N’y rien trop affecter, et sans empressement
Suivre ce que L’usage y fait de changement.
L’École des maris, acte I, scène i.)

Il observe d’ailleurs fort strictement ce précepte ; jamais il n’invente de mots : désamphitryonner, désosier, on tartufiée, ne peuvent être considérés comme «les néologismes. Ce sont là créations bouffonnes dont les poëtes comiques ont toujours eu l’incontestable privilège. Suivant M. Castil-Blaze, il est vrai, c’est dans le Bourgeois gentilhomme que chanteur a été employé pour la première fois, au lieu de chantre, qui jusqu’alors, dit-il, était seul usité[1] ; mais cette assertion est sans fondement, car si chanteur manque dans la plupart de nos anciens dictionnaires, on le trouve dans la seconde édition des Recherches françoises et italiennes d’Antoine Oudin, en 1643, c’est-à-dire vingt-sept ans avant la première représentation du Bourgeois gentilhomme.

On pourrait du reste, sans crainte, tenir le pari de trouver ainsi un père, ou du moins un parrain, à presque tous les termes que les critiques et les commentateurs ont signalés comme nouveaux dans les œuvres des écrivains éminents.

Moutonnier, indiqué à tort comme étant de la création de la Fontaine, a été trouvé dans Rabelais par M. Génin ; ratte, qui lui est attribué par M. Walckenaer, se rencontre chez Marot ; nivellerie est dans les Recherches italiennes d’Oudin ; bestion, dans les œuvres de Philibert Delorme, et poulaille, partout[2].

Il en est de même en ce qui concerne Corneille. Bouhours, qui avait plus de goût que d’érudition, n’hésite pas, dans ses Doutes sur la langue françoise[3], à le mettre au nombre des inventeurs de mots : « Le public est si jaloux de son autorité qu’il ne veut la partager avec personne ; et c’est peut-être pour cela qu’il rebute d’ordinaire les mots dont un particulier se déclare l’inventeur ou le patron. Témoin l’esclavitude et l’insidieux de M. de Malherbe ; le plumeux de M. Desmarets ; l’impardonnable de M. de Segrais ; l’invaincu et l’offenseur de M. Corneille. »

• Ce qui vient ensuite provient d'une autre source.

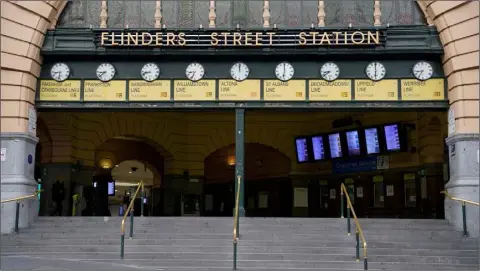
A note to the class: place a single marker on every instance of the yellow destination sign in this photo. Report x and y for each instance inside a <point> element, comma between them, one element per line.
<point>321,90</point>
<point>186,90</point>
<point>149,91</point>
<point>113,91</point>
<point>415,90</point>
<point>231,90</point>
<point>367,90</point>
<point>275,90</point>
<point>51,90</point>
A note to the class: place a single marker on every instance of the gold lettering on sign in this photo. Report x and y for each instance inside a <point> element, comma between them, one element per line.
<point>240,38</point>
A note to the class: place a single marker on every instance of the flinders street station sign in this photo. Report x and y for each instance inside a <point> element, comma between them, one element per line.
<point>224,38</point>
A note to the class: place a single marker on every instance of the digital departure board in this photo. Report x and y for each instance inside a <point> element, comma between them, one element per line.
<point>111,188</point>
<point>302,150</point>
<point>353,143</point>
<point>392,137</point>
<point>318,148</point>
<point>335,145</point>
<point>371,140</point>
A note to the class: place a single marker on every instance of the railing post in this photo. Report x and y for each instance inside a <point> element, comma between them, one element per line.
<point>348,220</point>
<point>235,255</point>
<point>131,224</point>
<point>17,215</point>
<point>341,203</point>
<point>141,200</point>
<point>357,249</point>
<point>122,245</point>
<point>464,216</point>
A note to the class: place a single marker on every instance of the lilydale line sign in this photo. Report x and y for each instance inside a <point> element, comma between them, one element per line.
<point>208,38</point>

Le piquant, c’est qu’aucun des mots cités ici par Bouhours n’a été réellement créé par l’auteur auquel il l’attribue ; Ménage, qui se laisse si souvent battre quand il s’agit de questions purement littéraires, triomphe ici sur tous les points. Il établit qu’insidieux est dans Nicot, plumeux dans le baron de Fœneste, et que Malherbe n’a pas fait esclavitude ; enfin, en ce qui touche particulièrement Corneille, il fait

  1. Molière musicien, Paris, 1852, tome II, p. 34.
  2. Voyez notre Essai sur la langue de la Fontaine.
  3. Page 50.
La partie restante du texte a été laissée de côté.